The Bush administration does have a few supporters among the Eskimos. Its most powerful ally is the Arctic Slope Regional Corp., an $1-billion-a-year organization that funnels oil money to the Inupiat community in the form of services and cash dividends. Richard Glenn, vice president of lands for the ASRC, says the corporation supports "responsible development" in the NPR-A because oil drilling is the only way to pay for schools, healthcare and other essential services. "We've been walking this tightrope between stewardship and development," he says. "That's the story of our lives." Glenn understands the local opposition to drilling in crucial areas like Teshekpuk Lake, but dismisses it as short-sighted. "Asking someone in Nuiqsut today how they feel about the oil industry," he says, "is like asking a patient in the middle of a root canal how he feels about dentistry."

In Nuiqsut, however, residents see the Bush administration's push to expand oil drilling in the NPR-A as far worse than a temporary toothache. "We're just going to be another lost people in this world," says Leonard Lampe, the former mayor. "If it were up to us, we'd have no development, period, in the Teshekpuk Lake area. We were assured that there would be no development up there. Now they come back and say, 'Sorry, we found some oil.' That makes us very mad."

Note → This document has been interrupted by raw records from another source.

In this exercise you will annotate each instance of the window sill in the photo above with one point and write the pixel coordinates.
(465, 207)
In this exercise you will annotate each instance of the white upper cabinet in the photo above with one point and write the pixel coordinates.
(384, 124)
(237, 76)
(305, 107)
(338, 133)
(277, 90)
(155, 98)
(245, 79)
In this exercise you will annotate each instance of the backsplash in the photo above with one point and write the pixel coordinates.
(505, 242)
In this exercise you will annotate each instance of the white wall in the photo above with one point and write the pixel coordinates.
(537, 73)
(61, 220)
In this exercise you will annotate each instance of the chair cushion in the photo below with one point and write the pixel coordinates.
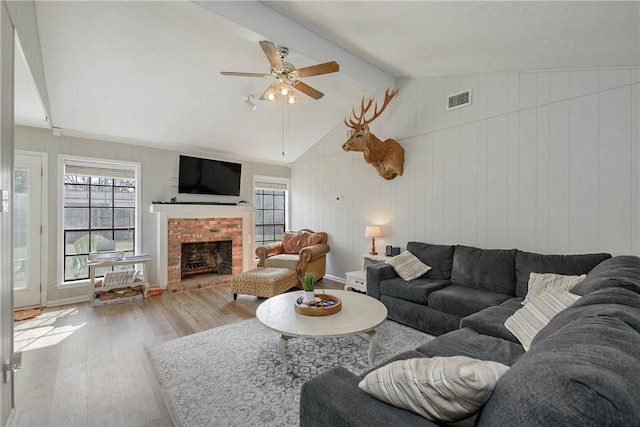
(489, 269)
(294, 241)
(463, 301)
(283, 261)
(438, 257)
(417, 290)
(569, 265)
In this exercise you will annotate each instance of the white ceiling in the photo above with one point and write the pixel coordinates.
(148, 72)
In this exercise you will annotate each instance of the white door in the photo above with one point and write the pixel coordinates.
(27, 228)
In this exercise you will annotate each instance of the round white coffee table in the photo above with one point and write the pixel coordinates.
(359, 313)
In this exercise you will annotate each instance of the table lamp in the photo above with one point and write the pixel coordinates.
(373, 232)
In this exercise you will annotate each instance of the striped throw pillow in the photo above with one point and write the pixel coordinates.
(530, 319)
(408, 266)
(539, 282)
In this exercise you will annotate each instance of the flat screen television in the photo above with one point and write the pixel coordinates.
(205, 176)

Lampe, whom I had seen in another boat hunting seal while I was out with Long and Kilapsuk, grew up subsistence hunting and works hard to pass on the traditions to his children. He says that his 7-year-old already knows how to pluck a goose, and his 11-year-old will "throw temper tantrums" if he doesn't get caribou stew at least once a week. Lampe doesn't over-romanticize the modern subsistence life, but emphasizes how central it remains to everybody in the village. "We're a struggling people," Lampe says. "Like any culture, we're trying to keep a self-identity and move forward. We're desperate to hold on to our lifestyle and culture. We're just little boys compared to Bush and everybody else. But they should care about us because we're just like an endangered species. Once we're gone, there's no bringing us back."